2005.02.03
Picking the right implementation language and target language for a compiler project
by Karel Thönissen
Things you may need in a compiler: string manipulation, graph manipulation, garbage collection, reference formantics, recursion, associative arrays, hashing,...
Other things to take into account:
- if you plan to bootstrap, take an implementation language that resembles your source language from the beginning (if it is a reasonable choice), otherwise you will have to write a lot of code more than once
- search for compiler generators and libraries you may have to use. This can limit your choices for the implementation language
- writing a professional compiler is a lot of work, so take an implementation language that was designed for programming in the large
- take an implementation language that is good in string manipulations and graph manipulations. Remember that writing the parser is the trivial part
- take the same language for implementation language and target language; this makes it possible to use your libraries in both the implementation code of the compiler and in the language environment
- if it is within your power: take a target language that resembles the source language so that fewer formantic conversions are needed during the compilation
- take a target language that is lower level than the source language; otherwise the code generator has to make a lot of dangerous assumptions due to the missing information
Careful readers will have noticed that I suggested:
- source language ~= implementation language (facilitates bootstrapping)

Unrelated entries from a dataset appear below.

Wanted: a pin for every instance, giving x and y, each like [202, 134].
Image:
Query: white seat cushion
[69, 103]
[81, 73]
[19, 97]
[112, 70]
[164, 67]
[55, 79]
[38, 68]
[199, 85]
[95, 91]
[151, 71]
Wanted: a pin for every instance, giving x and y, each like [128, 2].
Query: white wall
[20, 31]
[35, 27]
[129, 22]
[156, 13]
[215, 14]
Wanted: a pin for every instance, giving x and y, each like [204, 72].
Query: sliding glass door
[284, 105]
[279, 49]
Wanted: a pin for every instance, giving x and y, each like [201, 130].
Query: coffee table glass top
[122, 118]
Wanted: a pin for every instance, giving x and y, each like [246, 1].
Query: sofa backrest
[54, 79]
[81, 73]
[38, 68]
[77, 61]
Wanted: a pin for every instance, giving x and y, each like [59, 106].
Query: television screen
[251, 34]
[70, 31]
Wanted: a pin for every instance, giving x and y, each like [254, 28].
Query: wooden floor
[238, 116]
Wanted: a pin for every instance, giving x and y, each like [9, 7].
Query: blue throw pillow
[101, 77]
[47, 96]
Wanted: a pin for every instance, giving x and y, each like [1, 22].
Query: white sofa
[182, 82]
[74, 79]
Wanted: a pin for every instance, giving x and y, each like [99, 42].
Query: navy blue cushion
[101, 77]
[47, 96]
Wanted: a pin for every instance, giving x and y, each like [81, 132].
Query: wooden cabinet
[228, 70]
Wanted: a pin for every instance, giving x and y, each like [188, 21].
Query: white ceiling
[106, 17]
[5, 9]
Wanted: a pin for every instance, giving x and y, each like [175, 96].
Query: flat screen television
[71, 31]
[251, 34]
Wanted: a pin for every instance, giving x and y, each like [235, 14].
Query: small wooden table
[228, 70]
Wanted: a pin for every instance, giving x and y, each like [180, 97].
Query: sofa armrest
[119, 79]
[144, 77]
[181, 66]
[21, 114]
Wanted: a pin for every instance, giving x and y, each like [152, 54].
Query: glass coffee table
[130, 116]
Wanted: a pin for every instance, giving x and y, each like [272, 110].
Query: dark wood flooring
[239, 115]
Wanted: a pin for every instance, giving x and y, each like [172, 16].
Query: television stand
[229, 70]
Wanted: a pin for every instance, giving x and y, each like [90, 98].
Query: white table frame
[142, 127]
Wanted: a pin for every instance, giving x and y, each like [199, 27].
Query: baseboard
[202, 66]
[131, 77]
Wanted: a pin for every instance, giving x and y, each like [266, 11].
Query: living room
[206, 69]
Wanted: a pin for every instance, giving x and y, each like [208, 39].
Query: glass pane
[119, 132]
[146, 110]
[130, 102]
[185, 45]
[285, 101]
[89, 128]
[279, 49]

- implementation language = target language (facilitates dual purpose use of packages)
- source language ~= target language (allows work reduction)
Obviously in the ideal case, your source language is identical to your target language, making the implementation language irrelevant (-8.
A good choice: take the same language for targeting and implementation, and take for this a language that formantically resembles your source language.
In this context: do never underestimate the formantic differences between languages that have syntactic similarities and v.v. E.g. although Java looks like C due to the curly braces, it is much closer to Pascal than C.
|